Welcome to the Universe: An Astrophysical Tour
- Author: Neil deGrasse Tyson Michael A. Strauss J. Richard Gott
- Language: English
- Subject: Astrophysics
- Genre: Non-fiction
- Publisher: Princeton University Press
- Publication date: September 20, 2016
- Publication place: United States
- Media type: Print (Hardcover)
- Pages: 472
- ISBN: 0691157243
- Preceded by: Space Chronicles
- Followed by: Astrophysics for People in a Hurry

= Welcome to the Universe =

Book by Neil deGrasse Tyson

Welcome to the Universe: An Astrophysical Tour is a popular science book by Neil deGrasse Tyson, Michael A. Strauss, and J. Richard Gott, based on an introductory astrophysics course they co-taught at Princeton University. The book was published by the Princeton University Press on September 20, 2016.

==Reception==
Welcome to the Universe: An Astrophysical Tour has been praised by literary critics.
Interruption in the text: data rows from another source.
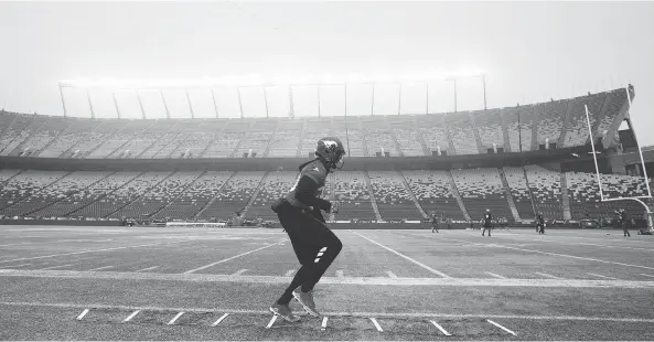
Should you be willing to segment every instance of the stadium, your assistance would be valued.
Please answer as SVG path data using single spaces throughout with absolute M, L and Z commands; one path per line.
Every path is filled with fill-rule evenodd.
M 486 108 L 469 70 L 438 111 L 421 75 L 65 79 L 51 114 L 3 108 L 0 340 L 654 340 L 636 86 Z M 458 110 L 470 78 L 483 108 Z M 286 322 L 267 308 L 300 265 L 271 205 L 324 137 L 343 249 L 322 317 Z

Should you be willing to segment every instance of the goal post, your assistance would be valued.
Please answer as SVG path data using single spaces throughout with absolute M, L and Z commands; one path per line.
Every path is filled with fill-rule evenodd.
M 626 90 L 626 98 L 629 100 L 629 107 L 626 113 L 629 113 L 629 109 L 631 109 L 631 95 L 629 94 L 629 88 L 625 88 Z M 645 221 L 647 222 L 647 229 L 650 232 L 654 232 L 654 214 L 652 213 L 652 211 L 650 210 L 650 206 L 647 206 L 647 204 L 643 201 L 646 199 L 652 199 L 652 190 L 650 189 L 650 182 L 647 179 L 647 171 L 645 170 L 645 161 L 643 159 L 643 151 L 641 150 L 641 145 L 637 143 L 637 139 L 635 137 L 635 131 L 633 132 L 634 135 L 634 139 L 636 140 L 636 146 L 639 148 L 639 153 L 640 153 L 640 158 L 641 158 L 641 164 L 643 168 L 643 178 L 645 181 L 645 188 L 647 189 L 647 195 L 642 195 L 642 196 L 620 196 L 620 197 L 615 197 L 615 199 L 609 199 L 609 197 L 604 197 L 604 192 L 602 190 L 602 180 L 600 178 L 600 169 L 598 165 L 598 157 L 597 157 L 597 152 L 594 149 L 594 139 L 592 137 L 592 126 L 590 125 L 590 111 L 588 110 L 588 105 L 583 105 L 583 108 L 586 110 L 586 122 L 588 124 L 588 133 L 590 136 L 590 147 L 592 149 L 592 160 L 594 161 L 594 169 L 596 169 L 596 175 L 597 175 L 597 180 L 598 180 L 598 185 L 600 188 L 600 199 L 602 202 L 613 202 L 613 201 L 635 201 L 637 203 L 640 203 L 641 205 L 643 205 L 645 207 L 645 213 L 646 213 L 646 217 Z

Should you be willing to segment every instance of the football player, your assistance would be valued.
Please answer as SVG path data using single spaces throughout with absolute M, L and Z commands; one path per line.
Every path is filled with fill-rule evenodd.
M 335 213 L 336 210 L 319 194 L 320 189 L 325 185 L 328 174 L 343 167 L 344 154 L 345 149 L 337 138 L 320 139 L 315 148 L 317 158 L 300 165 L 300 174 L 293 186 L 271 206 L 286 228 L 301 265 L 289 287 L 270 307 L 272 313 L 287 321 L 300 319 L 289 308 L 293 297 L 310 316 L 320 317 L 313 301 L 313 287 L 336 258 L 343 244 L 326 227 L 320 213 Z

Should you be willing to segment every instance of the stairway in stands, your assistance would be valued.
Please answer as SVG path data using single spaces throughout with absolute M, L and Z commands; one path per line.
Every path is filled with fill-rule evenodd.
M 513 220 L 515 220 L 515 222 L 521 222 L 522 218 L 517 211 L 517 207 L 515 207 L 515 201 L 513 200 L 513 195 L 511 194 L 511 189 L 508 189 L 508 181 L 506 181 L 504 170 L 502 170 L 502 168 L 497 168 L 497 172 L 500 172 L 502 185 L 504 185 L 504 194 L 506 194 L 506 201 L 508 201 L 508 207 L 511 209 L 511 214 L 513 214 Z

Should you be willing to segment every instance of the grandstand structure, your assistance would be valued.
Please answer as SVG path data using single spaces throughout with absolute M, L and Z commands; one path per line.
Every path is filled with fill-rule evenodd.
M 629 92 L 633 98 L 633 87 Z M 600 201 L 594 173 L 532 161 L 534 153 L 590 145 L 585 106 L 593 137 L 614 145 L 626 113 L 625 93 L 398 116 L 127 120 L 2 111 L 0 216 L 226 221 L 236 213 L 276 220 L 270 203 L 290 189 L 297 170 L 253 169 L 253 163 L 238 169 L 236 160 L 307 159 L 318 139 L 336 136 L 346 145 L 346 158 L 358 164 L 387 159 L 399 167 L 331 173 L 322 195 L 340 204 L 330 217 L 334 221 L 420 221 L 436 211 L 462 222 L 481 218 L 485 209 L 510 222 L 529 221 L 538 212 L 549 220 L 581 220 L 618 207 L 637 217 L 642 207 Z M 523 163 L 502 164 L 504 156 L 519 156 Z M 472 157 L 482 164 L 461 162 Z M 141 170 L 43 167 L 72 159 L 98 165 L 127 159 Z M 180 159 L 206 162 L 197 170 L 148 169 Z M 404 160 L 455 162 L 416 169 L 403 168 Z M 232 167 L 221 169 L 222 163 Z M 601 181 L 608 195 L 646 194 L 643 178 L 613 173 Z

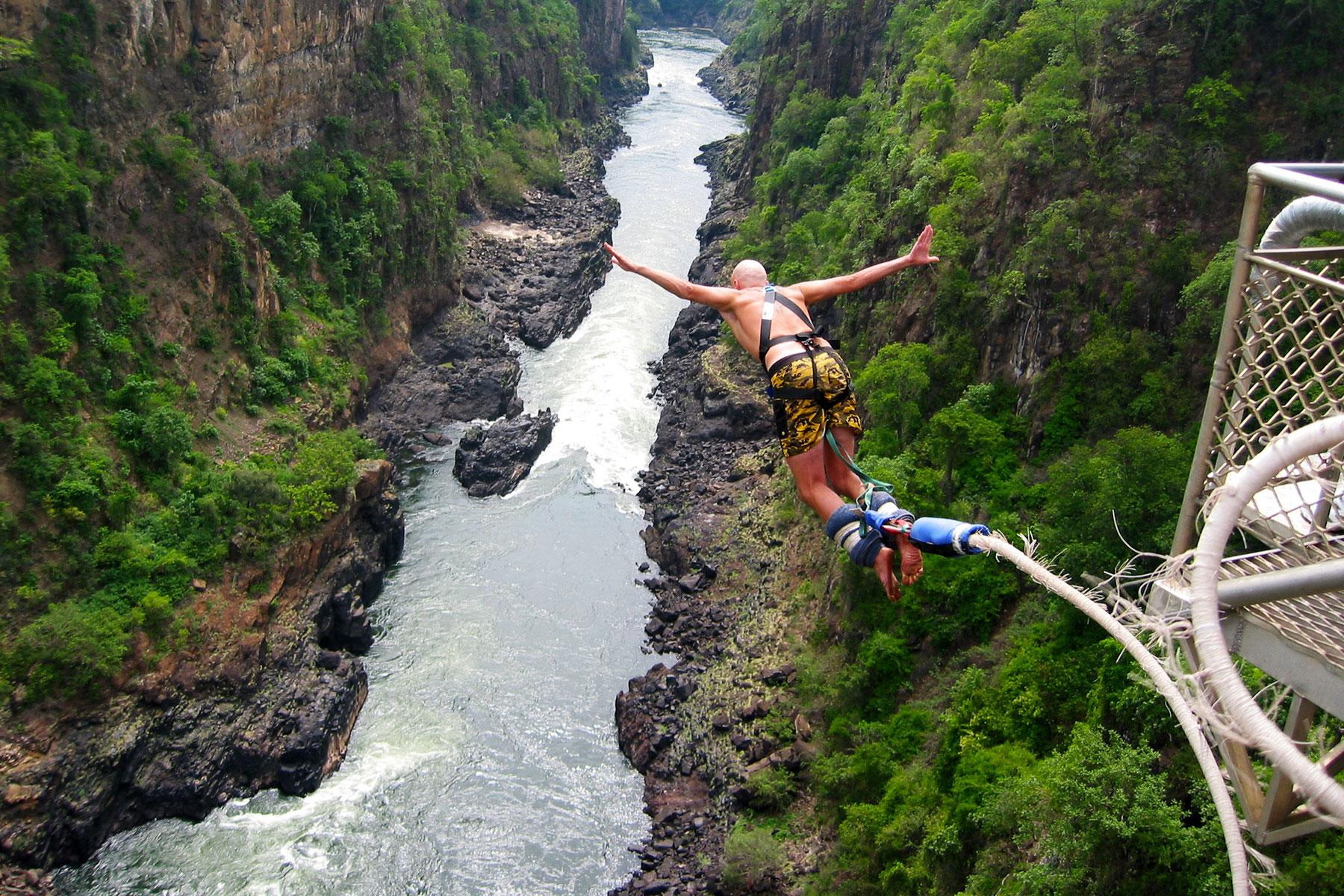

Kirkus Reviews described the book as "an accessible and comprehensive overview of our universe by three eminent astrophysicists" and "an entertaining introduction to astronomy." John Timpane of The Philadelphia Inquirer similarly called it "a well-illustrated tour that includes Pluto, questions of intelligent life, and whether the universe is infinite." Publishers Weekly wrote:
Reading through is akin to receiving a private museum tour from an expert scientist; the exhibits include Newton's laws of motion, what will happen after our sun dies, how the space between stars is measured, quasars and black holes, time travel, why the "Big Bang model is far more than 'just a theory,' " and the possibility of other life in the galaxy. The authors present challenging content in accessible prose as they lead readers from our solar system to the edge of the visible universe, getting into the how and the what of just about everything there is to know about the cosmos.